Subject terms: Cancer genetics, Oncogenes
Introduction
Glioma is among the most frequently occurring types of adult primary brain cancer, with a very high mortality rate owing to its localization and strong invasion capacity [1–3]. Despite treatment with surgical resection, chemotherapy, and radiation therapy, the median survival time of glioma patients is only 14–16 months [4], death from glioma accounts for the major death of primary brain cancers [1].
At least four subtypes of human gliomas have been described: pro-neural, neural, classical, and mesenchymal subtypes [1, 5]. Recently, substantial progress has been made regarding our understanding of the molecular pathogenesis of gliomas. Distinct proteins have been identified in different glioma subtypes, including YKL40 [5, 6], fibronectin 1 (FN1) [7], EGFR [5–7], and Stat3 [8]. These advances have been used both to improve diagnostics and to generate more effective therapeutic strategies, such as targeted therapies, for gliomas. However, it is essential to identify even more potential target pathways.
GBPs (guanylate-binding proteins), which were first found to be induced by IFN-γ in human fibroblasts, belong to the superfamily of interferon-inducible GTPases [9]. GBP2, a member of the GTPase superfamily, has critical roles in carcinoma. Studies have demonstrated that GBP2 suppresses cell proliferation in colorectal cancer via WNT signaling [10]. In breast cancer, GBP2 inhibits mitochondrial fission and cell invasion [11], and GBP2 overexpression is correlated with a better prognosis [12]. However, high expression of GBP2 is an indicator of esophageal squamous cell carcinoma (ESCC) [13]. It was also reported that GBP2 promotes invasion of GBM via the Stat3/FN1 cascade [14]. GBP2 has also been shown to be a prognostic biomarker of pancreatic adenocarcinoma [15]. Thus, GBP2 also has different functions in different tissues.
KIF22 belongs to the kinesin-10 family and plays diverse parts in cytoskeleton dynamics and during synaptic development [16–19]. Recently, studies have provided insight into the role of KIF22 during cancer progression. For example, KIF22 regulates EGFR signaling and attenuates the internalization of lung cancer cells [17]. In prostate cancer patients, high KIF22 expression is correlated with tumor development and poor prognosis [20]. Studies of KIF22 functions in breast cancer, gastric cancer, and tongue SCC have also been reported [21–23].

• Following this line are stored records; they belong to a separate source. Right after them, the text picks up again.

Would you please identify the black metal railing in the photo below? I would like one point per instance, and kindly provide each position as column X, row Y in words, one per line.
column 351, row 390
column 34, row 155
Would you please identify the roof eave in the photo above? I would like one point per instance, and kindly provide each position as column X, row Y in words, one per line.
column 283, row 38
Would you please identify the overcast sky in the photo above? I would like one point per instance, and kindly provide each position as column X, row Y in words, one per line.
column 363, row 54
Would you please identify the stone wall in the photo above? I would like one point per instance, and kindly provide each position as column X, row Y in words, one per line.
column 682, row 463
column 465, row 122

This work showed that GBP2 promoted proliferation and migration in glioma cells by regulating EGFR signaling pathway through interactions with KIF22. In vivo, depletion of GBP2 reduced tumor sizes. In summary, we clarified the oncogenic role of GBP2 in glioma and elucidated for the first time the GBP2/KIF22/EGFR pathway in glioma progression.
Results
GBP2 was highly expressed in glioma
The expression of GBP2 was detected in GBM and LGG samples; the results showed that mRNA levels of GBP2 in GBM and LGG were higher than those in normal controls (three times higher in GBM and double in LGG, Fig. 1A). With respect to overall survival and disease-free survival, lower GBP2 expression was associated with a higher survival percentage in LGG combined with GBM samples (Fig. 1B, C).

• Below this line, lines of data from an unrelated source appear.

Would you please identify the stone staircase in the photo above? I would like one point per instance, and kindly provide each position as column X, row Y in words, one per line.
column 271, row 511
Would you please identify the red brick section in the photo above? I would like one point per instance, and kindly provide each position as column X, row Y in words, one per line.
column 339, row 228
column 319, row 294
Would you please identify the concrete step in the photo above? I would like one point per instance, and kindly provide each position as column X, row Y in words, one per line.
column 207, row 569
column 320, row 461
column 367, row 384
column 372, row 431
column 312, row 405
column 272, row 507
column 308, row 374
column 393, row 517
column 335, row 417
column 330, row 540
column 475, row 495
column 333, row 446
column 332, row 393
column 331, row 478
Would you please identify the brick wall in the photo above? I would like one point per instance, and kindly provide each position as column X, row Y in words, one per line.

Knockdown of GBP2 impaired proliferation and migration of glioma cells
Western blotting confirmed the high depletion efficiency of GBP2 in both glioma cell types (Fig. 2A). Cell proliferation was analyzed by CCK8 assay. With GBP2 depletion, cell viability was significantly reduced in both cells over 4 days (Fig. 2B). In the siGBP2 group, colony numbers decreased by at least half compared with those of the control group (Fig. 2C). We also carried out flow cytometry assays. The results showed that the percentage of apoptosis cells was nearly doubled by GBP2 depletion (Fig. 2D). Knockdown of GBP2 increased the proportion of G0/G1-phase cells in the cell cycle (Fig. 2E). Depletion of GBP2 apparently impaired cell migration by at least 50% (Fig. 2F). All the above results confirmed the oncogenic role of GBP2.

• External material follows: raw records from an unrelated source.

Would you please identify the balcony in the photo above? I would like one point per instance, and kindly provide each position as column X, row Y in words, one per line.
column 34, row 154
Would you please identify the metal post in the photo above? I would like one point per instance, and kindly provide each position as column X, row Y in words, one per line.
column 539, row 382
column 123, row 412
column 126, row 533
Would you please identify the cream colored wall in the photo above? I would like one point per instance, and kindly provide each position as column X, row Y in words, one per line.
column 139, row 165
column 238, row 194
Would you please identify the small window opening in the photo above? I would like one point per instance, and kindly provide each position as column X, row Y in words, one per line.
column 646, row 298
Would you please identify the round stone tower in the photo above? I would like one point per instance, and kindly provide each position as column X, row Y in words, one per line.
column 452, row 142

Overexpression of GBP2 enhanced proliferation and migration of glioma cells
The RT-qPCR and western blotting results showed that GBP2 was highly expressed in U87 cells (Fig. 3A, B). The cell viability assay showed that overexpression of GBP2 enhanced cell viability (Fig. 3C). Colony formation improved by a factor of at least two in GBP2-overexpressing cells (Fig. 3D). Flow cytometry analysis demonstrated that GBP2 overexpression accelerated the cell cycle (the proportions of S- and G2/M-phase cells increased, while those of G0/G1-phase cells decreased) (Fig. 3E) and attenuated cell apoptosis (by nearly 80%) (Fig. 3F). The numbers of migration cells nearly doubled in GBP2-overexpressing U87 cells (Fig. 3G). Therefore, the results of the overexpression experiments were highly consistent with those of the knockdown experiments.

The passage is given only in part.